Quoi ! Pourriez-vous avoir un instant de remords ?
Est-ce qu’on peut tromper cet avorton bonasse,
Eunuque, je suppose, et d’esprit et de corps,
Qui m’étonnerait bien s’il laissait de sa race ?

Regardez-le, madame, il a les yeux percés
Comme deux petits trous dans un muid de résine.
Ses membres sont trop courts et semblent mal poussés,
Et son ventre étonnant, où sombre sa poitrine,

En toute occasion doit le gêner beaucoup.
Quand il dîne, il suspend sa serviette à son cou
Pour ne point maculer son plastron de chemise
Qu’il a d’ailleurs poivré de tabac, car il prise.
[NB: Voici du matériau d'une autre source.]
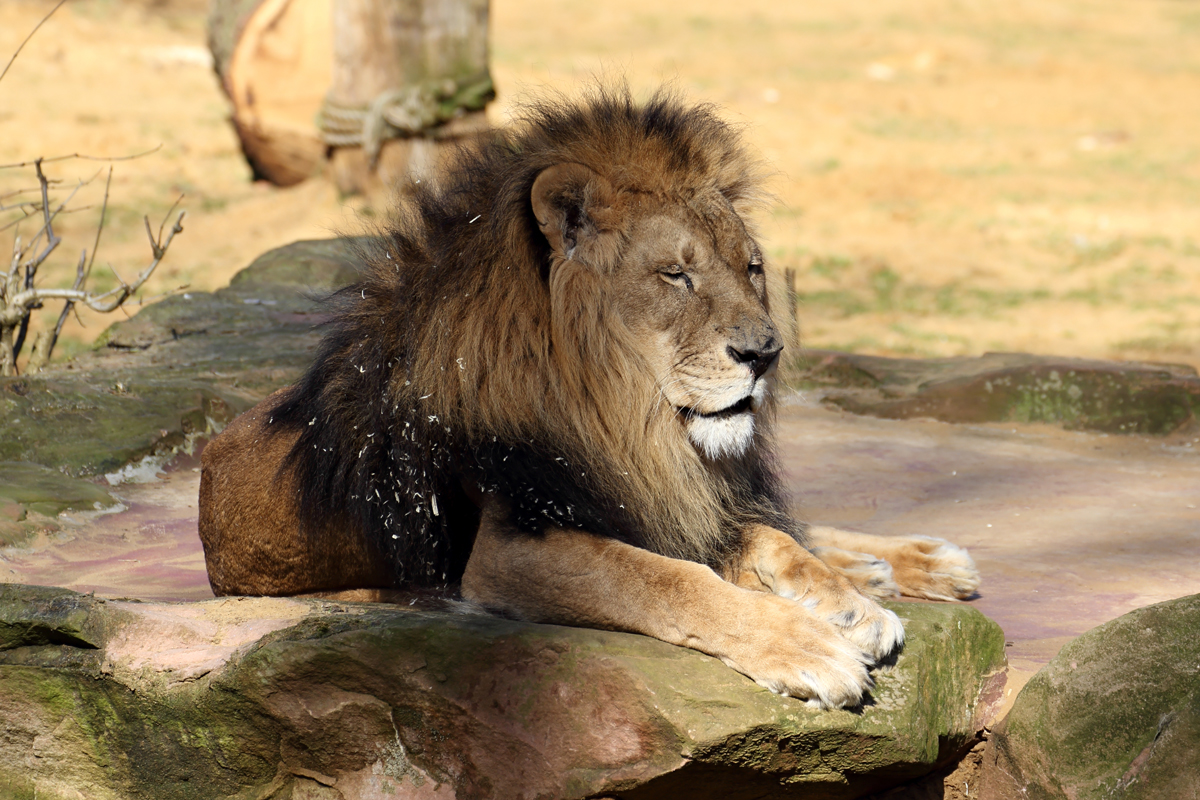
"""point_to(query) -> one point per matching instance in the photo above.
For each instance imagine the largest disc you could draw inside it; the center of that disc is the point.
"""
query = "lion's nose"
(759, 358)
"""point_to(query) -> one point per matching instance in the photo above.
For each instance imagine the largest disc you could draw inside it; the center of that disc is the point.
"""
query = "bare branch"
(84, 157)
(43, 343)
(29, 37)
(102, 302)
(103, 215)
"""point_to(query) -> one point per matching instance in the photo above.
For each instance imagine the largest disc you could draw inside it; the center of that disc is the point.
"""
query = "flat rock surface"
(1068, 529)
(280, 698)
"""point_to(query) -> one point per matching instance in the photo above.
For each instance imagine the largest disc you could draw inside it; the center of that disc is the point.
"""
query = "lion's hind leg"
(922, 566)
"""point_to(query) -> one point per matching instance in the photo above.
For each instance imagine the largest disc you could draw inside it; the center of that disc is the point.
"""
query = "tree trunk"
(275, 61)
(409, 82)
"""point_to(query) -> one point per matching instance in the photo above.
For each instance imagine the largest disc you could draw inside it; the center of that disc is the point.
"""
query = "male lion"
(553, 389)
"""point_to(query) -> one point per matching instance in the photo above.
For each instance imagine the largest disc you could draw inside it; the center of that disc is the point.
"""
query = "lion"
(551, 392)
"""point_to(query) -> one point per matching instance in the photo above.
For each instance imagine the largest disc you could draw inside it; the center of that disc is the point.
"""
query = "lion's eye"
(676, 276)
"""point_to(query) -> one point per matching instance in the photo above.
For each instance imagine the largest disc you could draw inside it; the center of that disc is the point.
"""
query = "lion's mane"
(467, 354)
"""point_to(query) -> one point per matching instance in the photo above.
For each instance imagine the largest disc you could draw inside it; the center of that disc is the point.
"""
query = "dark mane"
(442, 367)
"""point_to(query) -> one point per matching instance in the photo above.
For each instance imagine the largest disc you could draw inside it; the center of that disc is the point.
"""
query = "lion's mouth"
(741, 407)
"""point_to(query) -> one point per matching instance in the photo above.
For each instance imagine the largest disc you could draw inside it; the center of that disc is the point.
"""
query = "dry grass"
(954, 176)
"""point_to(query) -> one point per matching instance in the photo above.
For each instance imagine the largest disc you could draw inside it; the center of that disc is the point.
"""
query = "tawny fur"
(552, 388)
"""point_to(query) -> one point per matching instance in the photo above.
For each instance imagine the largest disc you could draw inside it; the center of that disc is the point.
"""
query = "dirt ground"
(953, 176)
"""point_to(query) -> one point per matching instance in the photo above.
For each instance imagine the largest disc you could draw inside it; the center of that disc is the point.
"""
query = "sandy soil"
(952, 176)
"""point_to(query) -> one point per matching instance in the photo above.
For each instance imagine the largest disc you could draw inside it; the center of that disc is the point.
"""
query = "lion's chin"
(721, 437)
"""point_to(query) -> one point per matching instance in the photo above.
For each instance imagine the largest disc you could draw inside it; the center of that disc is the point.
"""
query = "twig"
(102, 302)
(103, 214)
(61, 2)
(83, 157)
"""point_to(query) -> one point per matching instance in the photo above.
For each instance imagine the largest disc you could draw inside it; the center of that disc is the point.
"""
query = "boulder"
(281, 698)
(1115, 715)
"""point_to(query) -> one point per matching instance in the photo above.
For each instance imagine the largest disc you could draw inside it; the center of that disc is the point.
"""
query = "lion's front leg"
(575, 578)
(922, 566)
(774, 561)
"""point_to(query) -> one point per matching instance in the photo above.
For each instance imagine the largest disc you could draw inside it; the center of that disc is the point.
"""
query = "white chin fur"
(723, 437)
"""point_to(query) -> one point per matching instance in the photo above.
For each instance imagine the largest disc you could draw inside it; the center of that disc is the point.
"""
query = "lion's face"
(691, 287)
(688, 282)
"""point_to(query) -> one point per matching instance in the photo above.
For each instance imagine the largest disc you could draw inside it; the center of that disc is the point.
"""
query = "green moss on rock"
(1116, 714)
(357, 696)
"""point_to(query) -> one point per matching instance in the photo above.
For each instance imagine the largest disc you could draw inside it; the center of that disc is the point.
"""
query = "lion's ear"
(569, 200)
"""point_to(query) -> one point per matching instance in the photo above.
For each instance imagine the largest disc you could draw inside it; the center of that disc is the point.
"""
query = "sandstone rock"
(288, 698)
(1116, 714)
(1078, 394)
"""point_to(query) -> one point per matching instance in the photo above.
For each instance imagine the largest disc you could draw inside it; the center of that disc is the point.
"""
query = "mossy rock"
(1115, 715)
(1077, 394)
(369, 701)
(178, 370)
(33, 495)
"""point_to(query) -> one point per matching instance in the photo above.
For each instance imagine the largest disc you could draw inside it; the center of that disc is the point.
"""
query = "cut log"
(275, 61)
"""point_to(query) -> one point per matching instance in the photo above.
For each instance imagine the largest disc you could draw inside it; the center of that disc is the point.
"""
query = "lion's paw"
(870, 575)
(797, 655)
(934, 569)
(863, 621)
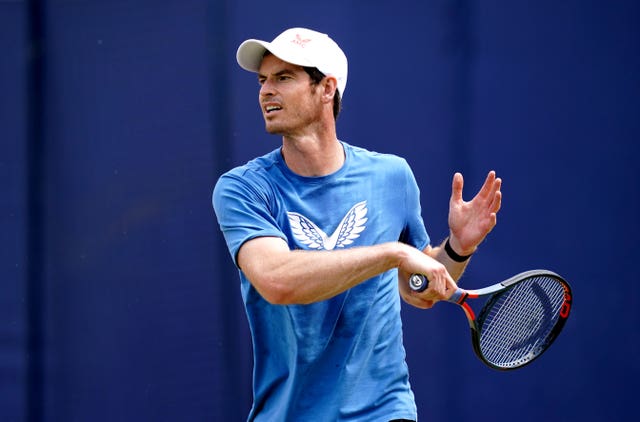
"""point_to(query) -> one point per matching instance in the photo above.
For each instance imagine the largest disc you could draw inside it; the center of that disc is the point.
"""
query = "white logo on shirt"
(349, 229)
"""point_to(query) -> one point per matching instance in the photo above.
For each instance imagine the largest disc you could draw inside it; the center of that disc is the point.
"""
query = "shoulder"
(249, 179)
(364, 156)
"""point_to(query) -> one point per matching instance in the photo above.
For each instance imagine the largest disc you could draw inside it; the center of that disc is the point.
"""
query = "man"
(325, 236)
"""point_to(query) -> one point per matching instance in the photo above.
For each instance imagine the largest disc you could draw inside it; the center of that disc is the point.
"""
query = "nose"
(266, 89)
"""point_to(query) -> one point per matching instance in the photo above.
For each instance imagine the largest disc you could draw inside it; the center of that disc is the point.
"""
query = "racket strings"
(515, 326)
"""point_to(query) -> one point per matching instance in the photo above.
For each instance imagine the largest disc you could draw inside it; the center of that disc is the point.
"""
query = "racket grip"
(418, 282)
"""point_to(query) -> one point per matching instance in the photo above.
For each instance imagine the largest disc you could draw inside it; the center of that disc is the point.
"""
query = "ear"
(329, 86)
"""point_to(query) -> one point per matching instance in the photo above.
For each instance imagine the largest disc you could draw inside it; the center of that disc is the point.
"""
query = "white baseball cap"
(299, 46)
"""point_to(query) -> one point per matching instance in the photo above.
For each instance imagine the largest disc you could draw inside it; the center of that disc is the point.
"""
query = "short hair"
(316, 76)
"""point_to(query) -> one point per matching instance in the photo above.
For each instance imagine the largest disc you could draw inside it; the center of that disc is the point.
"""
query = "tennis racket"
(522, 317)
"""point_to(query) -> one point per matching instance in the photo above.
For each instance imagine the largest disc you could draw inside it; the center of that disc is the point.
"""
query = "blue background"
(118, 300)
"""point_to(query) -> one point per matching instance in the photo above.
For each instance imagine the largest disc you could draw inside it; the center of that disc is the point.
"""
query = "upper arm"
(258, 258)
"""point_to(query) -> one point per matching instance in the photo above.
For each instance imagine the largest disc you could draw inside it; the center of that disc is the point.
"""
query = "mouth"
(270, 108)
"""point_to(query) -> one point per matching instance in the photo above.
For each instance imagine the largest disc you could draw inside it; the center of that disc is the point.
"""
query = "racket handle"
(419, 283)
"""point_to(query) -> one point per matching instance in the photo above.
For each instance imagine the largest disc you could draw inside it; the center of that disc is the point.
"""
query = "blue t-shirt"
(340, 359)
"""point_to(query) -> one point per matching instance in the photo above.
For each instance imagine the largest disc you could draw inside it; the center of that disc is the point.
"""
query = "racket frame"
(460, 297)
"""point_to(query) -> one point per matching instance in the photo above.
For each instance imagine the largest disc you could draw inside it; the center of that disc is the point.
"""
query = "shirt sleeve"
(243, 213)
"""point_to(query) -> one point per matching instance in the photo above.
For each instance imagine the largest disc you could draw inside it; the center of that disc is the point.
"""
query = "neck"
(313, 156)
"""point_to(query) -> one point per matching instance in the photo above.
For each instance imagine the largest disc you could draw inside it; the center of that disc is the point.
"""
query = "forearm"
(454, 267)
(282, 276)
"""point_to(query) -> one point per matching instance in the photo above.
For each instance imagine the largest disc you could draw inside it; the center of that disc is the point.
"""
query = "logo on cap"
(300, 41)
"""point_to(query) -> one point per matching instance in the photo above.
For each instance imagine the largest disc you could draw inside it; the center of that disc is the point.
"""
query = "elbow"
(274, 290)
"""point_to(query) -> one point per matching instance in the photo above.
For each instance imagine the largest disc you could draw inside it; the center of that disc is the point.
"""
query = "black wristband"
(452, 254)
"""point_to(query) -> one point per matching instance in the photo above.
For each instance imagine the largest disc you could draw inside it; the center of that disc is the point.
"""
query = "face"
(290, 103)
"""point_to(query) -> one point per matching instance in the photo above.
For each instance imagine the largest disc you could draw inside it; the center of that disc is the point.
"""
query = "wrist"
(454, 254)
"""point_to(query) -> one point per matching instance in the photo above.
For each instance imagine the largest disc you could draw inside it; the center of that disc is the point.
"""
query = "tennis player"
(325, 235)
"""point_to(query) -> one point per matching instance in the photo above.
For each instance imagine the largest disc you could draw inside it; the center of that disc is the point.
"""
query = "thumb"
(456, 187)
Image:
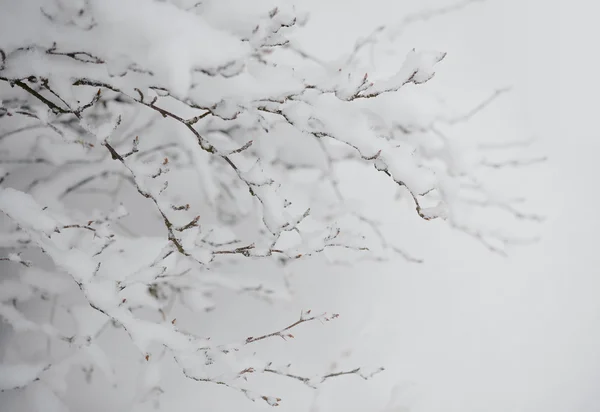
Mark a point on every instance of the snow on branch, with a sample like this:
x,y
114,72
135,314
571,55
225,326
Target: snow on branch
x,y
155,164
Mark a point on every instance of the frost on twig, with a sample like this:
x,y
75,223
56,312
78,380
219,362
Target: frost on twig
x,y
152,170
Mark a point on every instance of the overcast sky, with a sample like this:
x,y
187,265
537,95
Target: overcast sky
x,y
468,332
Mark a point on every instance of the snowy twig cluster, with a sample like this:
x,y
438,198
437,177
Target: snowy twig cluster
x,y
222,150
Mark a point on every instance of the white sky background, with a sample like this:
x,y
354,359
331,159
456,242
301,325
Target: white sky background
x,y
469,331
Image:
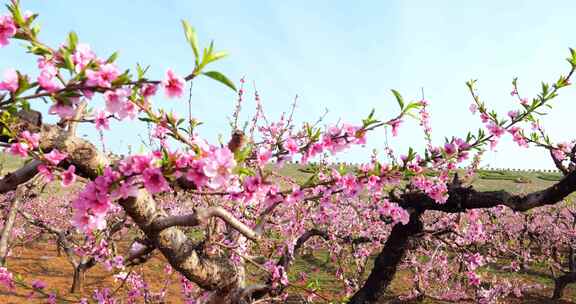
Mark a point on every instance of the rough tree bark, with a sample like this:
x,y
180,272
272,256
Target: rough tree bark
x,y
387,262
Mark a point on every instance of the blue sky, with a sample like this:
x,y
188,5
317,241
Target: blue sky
x,y
340,55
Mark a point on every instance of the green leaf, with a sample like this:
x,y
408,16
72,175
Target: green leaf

Une fois au salon il s’assied à l’écart,
Tout seul dans un coin noir, ou bien s’en va sans morgue
À la cuisine auprès du fourneau bien chaud, car
Il sait qu’en digérant il ronfle comme un orgue.

Il fait des jeux de mots avec sérénité ;
Vous appelle : « ma chatte » et : « ma cocotte aimée »,
Et veut, pour toute gloire et toute renommée,
Être, en leurs différends, des voisins consulté.

On dit partout de lui que c’est un bien brave homme.
Il a de l’ordre, il est soigneux, sage, économe,
Surveille la servante et lui prend le mollet,
Mais ne va pas plus haut… Elle le trouve laid.